Grant Thornton clearly tell us that had the Public Utilities Board been given the facts as uncovered by the auditors, it would likely have taken the position that the project wasn’t the cheapest alternative. The PUB was given DG2 or “concept” numbers and wasn’t given enough time to consider the DG 3 estimates and other documentation.
 
It is clear from the auditors that the assertion by Nalcor that Muskrat Falls had a $2.4 billion advantage over the isolated island option was not correct.
 
In addition the audit reveals:

  1. Nalcor overstated load forecasts.
  2. They overstated projections of growth in the economy, which were much higher than estimates from the Conference Board of Canada and Statistics Canada.
  3. They used higher customer rate projections for the isolated island option than for Muskrat Falls.
  4. They understated the potential for the risk of cost escalations rather than use those recommended for high risk projects like Muskrat Falls. The DG3 estimate, without financing costs, should have been $7.5 billion rather than $6.2 billion.
  5. They underestimated the annual operating costs of Muskrat Falls by $70 million.
  6. They overestimated the costs of refurbishment of Holyrood by $60 million.
  7. There were no discussions with Hydro Quebec to purchase power.
 
We note that the audit did not take into account the impact of the end of the Upper Churchill Contract in 2041 and the resulting access to abundant cheap electricity at that time.
 
It also did not refer to the conclusion of the Joint Environment Panel that “Nalcor has not demonstrated the justification of the project as a whole in energy and economic terms.”
 
It is now abundantly clear that Nalcor understated the costs of the Muskrat Falls project so as to get the project sanctioned.

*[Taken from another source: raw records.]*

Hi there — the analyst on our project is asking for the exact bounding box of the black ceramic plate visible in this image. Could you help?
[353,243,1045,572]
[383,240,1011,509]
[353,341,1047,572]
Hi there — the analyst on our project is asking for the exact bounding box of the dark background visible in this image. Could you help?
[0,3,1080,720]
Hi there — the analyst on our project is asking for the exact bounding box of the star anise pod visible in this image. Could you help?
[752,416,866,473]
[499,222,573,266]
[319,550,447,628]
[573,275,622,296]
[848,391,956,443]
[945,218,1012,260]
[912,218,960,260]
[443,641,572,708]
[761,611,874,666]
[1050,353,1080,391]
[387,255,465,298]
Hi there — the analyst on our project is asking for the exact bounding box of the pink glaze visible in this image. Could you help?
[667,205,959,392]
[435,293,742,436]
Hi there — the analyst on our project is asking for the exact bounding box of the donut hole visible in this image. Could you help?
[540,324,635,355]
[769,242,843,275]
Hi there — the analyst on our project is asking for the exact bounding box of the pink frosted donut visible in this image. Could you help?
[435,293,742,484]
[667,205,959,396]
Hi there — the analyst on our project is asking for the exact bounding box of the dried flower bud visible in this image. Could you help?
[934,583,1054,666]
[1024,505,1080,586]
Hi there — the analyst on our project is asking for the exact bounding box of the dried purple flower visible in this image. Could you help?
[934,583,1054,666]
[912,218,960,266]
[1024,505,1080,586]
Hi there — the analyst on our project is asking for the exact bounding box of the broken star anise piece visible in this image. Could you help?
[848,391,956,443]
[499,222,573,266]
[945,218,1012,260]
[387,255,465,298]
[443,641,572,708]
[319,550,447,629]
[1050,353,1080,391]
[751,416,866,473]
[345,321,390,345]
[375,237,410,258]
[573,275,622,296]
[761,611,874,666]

As to the complicity of the Dunderdale administration in that understatement, we will learn more as the Inquiry unfolds.
 
We now know for certain that the project should never have been sanctioned.
 
The results of the decision to sanction the project have led to where we are today.
 
We are faced with unaffordable increases in our electricity rates and the grave threat to our solvency and our independence as a self-governing province of Canada.
 
This should never have happened and those responsible must be held to account.